Last week: Congratulations to Toni Hogan of Bonython who was the first reader to correctly identify last week's circa-1924 photo as an aerial view of Reid/Braddon and beyond with the demolished St John's Rectory 'Glebe House' (grounds of which now form Glebe Park in Reid) at the centre bottom, Gorman House centre right, and the former railway line curving along the former Railway Reserve to its terminus near current-day Lonsdale Street.

Toni just beat several readers, including Leigh Palmer of Isaacs and Conrad Burden.
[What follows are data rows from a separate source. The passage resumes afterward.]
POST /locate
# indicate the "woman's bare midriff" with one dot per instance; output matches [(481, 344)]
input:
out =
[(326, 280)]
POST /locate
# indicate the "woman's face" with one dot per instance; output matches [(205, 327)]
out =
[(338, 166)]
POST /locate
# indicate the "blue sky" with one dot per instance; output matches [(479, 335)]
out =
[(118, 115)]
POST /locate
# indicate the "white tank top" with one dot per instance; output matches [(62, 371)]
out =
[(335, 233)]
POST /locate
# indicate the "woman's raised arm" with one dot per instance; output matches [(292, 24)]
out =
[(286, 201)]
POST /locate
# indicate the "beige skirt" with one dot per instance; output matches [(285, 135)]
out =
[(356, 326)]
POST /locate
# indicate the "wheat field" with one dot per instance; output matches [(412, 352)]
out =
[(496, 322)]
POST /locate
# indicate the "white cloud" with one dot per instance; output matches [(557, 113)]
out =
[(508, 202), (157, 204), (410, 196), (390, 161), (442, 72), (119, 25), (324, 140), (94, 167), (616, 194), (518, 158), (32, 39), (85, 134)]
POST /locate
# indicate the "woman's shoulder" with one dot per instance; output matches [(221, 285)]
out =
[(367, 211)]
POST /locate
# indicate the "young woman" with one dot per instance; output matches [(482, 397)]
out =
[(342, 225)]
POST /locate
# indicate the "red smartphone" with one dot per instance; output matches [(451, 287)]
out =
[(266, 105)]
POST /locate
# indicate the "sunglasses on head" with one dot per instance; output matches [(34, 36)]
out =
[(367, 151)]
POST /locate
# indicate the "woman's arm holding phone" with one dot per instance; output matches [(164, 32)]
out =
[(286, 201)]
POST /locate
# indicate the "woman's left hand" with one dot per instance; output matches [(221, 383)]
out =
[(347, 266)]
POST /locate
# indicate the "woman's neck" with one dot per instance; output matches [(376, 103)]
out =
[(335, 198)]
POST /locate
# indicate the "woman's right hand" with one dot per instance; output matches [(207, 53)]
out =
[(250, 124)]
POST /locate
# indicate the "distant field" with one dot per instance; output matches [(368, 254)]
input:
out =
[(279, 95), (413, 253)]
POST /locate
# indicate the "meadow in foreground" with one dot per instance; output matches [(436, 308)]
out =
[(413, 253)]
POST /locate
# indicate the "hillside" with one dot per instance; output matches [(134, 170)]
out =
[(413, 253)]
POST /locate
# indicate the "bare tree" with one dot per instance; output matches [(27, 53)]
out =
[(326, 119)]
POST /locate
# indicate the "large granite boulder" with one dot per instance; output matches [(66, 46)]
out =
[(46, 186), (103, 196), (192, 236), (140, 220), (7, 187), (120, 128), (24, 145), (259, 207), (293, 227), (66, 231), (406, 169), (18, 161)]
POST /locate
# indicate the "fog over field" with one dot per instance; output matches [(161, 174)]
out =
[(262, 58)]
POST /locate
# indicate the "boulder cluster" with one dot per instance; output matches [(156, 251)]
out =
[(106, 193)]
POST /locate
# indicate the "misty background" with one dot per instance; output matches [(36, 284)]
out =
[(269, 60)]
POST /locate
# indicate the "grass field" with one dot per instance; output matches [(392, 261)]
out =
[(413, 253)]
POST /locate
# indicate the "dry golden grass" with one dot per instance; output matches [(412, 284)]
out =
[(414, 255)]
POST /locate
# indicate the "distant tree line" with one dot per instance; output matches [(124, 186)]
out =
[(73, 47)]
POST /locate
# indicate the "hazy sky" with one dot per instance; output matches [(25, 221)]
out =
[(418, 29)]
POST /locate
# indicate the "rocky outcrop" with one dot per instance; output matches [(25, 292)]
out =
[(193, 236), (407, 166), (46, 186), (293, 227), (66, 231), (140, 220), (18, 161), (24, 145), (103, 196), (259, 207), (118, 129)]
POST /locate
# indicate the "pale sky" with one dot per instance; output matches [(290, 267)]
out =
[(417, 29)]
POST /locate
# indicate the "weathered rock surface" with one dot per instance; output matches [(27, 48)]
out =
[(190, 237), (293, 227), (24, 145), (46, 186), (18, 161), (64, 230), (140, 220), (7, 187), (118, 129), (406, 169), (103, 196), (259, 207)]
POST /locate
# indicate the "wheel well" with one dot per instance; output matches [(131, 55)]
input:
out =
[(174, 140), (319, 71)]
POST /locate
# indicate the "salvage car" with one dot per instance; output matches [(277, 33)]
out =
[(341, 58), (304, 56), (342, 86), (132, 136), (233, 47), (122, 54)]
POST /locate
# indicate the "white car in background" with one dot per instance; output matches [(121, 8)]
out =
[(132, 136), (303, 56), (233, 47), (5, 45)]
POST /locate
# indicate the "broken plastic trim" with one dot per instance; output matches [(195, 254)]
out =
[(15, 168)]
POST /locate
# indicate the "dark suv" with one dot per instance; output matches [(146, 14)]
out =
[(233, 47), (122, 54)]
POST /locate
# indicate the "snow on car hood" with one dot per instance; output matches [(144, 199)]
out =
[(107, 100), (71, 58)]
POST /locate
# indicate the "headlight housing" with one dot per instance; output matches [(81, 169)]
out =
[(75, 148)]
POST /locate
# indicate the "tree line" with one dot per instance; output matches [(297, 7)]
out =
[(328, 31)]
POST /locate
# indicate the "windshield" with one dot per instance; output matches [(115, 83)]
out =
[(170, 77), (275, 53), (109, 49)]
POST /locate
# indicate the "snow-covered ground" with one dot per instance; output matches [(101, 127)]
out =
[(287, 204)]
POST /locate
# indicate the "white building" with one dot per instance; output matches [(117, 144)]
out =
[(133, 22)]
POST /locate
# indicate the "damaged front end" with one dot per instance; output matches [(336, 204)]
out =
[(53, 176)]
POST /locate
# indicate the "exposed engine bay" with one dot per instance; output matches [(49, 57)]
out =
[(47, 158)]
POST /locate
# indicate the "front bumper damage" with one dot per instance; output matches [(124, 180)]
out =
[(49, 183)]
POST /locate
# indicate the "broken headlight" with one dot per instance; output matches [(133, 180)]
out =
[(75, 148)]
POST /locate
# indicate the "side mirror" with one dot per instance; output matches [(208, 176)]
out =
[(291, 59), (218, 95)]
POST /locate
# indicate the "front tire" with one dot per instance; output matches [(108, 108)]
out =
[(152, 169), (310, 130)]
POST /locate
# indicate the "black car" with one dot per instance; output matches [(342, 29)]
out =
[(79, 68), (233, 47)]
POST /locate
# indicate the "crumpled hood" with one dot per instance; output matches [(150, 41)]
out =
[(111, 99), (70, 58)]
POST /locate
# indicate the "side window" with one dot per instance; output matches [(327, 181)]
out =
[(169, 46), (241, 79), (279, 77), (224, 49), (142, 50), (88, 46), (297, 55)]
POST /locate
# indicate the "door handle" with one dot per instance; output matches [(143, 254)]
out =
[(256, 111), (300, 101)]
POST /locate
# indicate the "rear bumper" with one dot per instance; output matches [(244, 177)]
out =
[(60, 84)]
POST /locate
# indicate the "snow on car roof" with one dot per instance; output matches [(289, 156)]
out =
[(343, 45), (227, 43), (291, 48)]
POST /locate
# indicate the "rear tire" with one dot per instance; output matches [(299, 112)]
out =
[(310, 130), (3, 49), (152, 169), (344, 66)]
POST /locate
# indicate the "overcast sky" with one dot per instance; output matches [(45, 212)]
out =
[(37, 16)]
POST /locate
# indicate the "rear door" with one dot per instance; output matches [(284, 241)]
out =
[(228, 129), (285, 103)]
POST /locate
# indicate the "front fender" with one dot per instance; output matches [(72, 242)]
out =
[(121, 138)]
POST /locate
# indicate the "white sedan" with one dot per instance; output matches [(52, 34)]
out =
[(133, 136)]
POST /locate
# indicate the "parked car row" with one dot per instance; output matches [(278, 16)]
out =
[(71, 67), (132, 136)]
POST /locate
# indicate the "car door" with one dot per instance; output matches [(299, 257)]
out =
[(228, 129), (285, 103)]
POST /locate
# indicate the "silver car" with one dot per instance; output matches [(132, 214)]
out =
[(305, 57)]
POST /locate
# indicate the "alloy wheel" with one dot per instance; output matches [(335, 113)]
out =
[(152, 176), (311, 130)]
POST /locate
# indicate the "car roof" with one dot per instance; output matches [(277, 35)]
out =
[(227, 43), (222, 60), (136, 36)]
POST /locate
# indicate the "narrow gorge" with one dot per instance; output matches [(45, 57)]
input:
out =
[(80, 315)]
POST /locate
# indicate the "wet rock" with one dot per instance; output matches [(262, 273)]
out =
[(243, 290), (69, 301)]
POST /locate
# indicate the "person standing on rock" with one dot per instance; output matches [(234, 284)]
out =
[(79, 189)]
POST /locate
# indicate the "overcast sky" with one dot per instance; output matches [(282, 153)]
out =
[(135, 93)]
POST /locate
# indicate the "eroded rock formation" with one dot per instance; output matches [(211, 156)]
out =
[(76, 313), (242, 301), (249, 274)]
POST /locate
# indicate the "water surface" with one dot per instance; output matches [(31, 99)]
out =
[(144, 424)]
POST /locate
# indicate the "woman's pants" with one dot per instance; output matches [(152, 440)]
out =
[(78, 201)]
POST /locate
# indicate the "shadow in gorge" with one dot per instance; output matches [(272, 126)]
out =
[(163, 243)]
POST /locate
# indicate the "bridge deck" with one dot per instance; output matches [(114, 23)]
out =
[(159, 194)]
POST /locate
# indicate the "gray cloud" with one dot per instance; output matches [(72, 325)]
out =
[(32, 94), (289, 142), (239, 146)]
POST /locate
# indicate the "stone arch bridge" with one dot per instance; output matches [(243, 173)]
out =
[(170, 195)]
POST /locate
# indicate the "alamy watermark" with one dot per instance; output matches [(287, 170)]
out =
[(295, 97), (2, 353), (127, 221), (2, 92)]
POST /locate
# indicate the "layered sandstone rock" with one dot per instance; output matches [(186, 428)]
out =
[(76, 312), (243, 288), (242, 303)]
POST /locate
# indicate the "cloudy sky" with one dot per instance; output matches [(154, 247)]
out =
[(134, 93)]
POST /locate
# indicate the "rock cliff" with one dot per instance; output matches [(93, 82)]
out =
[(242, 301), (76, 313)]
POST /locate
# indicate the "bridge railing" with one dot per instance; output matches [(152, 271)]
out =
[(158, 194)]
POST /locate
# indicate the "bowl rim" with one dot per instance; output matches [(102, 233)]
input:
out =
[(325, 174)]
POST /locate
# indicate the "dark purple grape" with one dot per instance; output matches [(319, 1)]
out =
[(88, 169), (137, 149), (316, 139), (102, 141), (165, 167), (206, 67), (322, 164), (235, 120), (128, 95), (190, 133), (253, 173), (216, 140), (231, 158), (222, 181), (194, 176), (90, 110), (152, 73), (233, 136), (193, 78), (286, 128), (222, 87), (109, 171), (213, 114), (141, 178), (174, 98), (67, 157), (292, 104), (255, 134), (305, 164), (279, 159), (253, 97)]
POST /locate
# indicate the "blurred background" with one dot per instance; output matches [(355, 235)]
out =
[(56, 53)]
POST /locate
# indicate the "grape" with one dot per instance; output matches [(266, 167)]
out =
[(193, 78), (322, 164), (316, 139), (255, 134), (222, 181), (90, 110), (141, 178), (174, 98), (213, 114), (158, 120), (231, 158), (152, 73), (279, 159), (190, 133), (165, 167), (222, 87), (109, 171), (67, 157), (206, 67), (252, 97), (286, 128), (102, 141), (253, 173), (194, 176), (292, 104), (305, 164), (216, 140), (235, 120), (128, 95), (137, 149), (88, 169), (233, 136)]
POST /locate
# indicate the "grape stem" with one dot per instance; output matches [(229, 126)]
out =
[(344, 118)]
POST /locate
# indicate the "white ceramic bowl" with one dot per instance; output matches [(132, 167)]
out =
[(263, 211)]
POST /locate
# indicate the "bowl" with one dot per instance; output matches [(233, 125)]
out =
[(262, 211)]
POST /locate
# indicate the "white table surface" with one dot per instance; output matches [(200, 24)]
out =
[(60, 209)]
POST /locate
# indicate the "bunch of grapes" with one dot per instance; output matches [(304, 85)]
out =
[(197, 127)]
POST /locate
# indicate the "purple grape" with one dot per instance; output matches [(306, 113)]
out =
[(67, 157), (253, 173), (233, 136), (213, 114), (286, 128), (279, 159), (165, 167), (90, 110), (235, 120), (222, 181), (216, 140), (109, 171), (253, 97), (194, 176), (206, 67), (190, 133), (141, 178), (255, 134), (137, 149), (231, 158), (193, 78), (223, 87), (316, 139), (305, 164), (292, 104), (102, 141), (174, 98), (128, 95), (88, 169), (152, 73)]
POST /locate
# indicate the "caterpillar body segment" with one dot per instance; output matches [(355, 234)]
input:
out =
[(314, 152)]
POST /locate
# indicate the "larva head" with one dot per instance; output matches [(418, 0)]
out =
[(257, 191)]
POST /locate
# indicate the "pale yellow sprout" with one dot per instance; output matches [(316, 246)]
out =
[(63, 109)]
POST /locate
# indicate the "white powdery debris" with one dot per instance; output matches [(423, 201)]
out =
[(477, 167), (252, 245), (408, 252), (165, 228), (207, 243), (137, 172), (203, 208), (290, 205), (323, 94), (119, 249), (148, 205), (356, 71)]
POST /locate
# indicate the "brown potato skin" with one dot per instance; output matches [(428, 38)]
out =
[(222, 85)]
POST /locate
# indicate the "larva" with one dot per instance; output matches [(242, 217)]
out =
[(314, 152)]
Roy Jordan reports he lives on Amaroo Street, Reid, which runs parallel to the old railway line. "I walk along the route of the old railway track (now disappeared) through Glebe Park into Civic on most days," he reports.

On Terra firma

Dr Young's 1990s elevated walkway on the eastern side of the lake. Picture by Dr Ian Young

Several years after his 1992-93 research, Dr Young conducted further wave studies at Lake George. Unlike his earlier experiments, this study could not be run remotely and so a platform erected on the eastern side of the lake was connected to the shore via a 40-metre-long elevated walkway. "It meant we didn't need to get into the water," explains Dr Young. All that remains now is a dilapidated shed on the shore.

Disappearing act

Lake George has a reputation for untimely filling and evaporating. For example, in the 1930s a land-speed record attempt on the dry lakebed was abandoned after heavy rains started to fill the lake. However, for Dr Young's team the reappearance of water in the lake in the early 1990s was a godsend. "As Lake George was dry in the years leading up to our experiment, we'd originally planned to undertake it at Lake Alexandrina in South Australia," he explains. "But it ended up being much easier to conduct at a 'full' Lake George due to a much lower level of recreational boating activity to work around."

In fact, during the two years of his first Lake George study, Dr Young only saw another boat once - water police investigating the disappearance of two Canberra fishermen after their capsized dingy was found 100 metres from the eastern shore in August 1992. Sadly, the bodies of the two men were found about five kilometres apart several weeks later.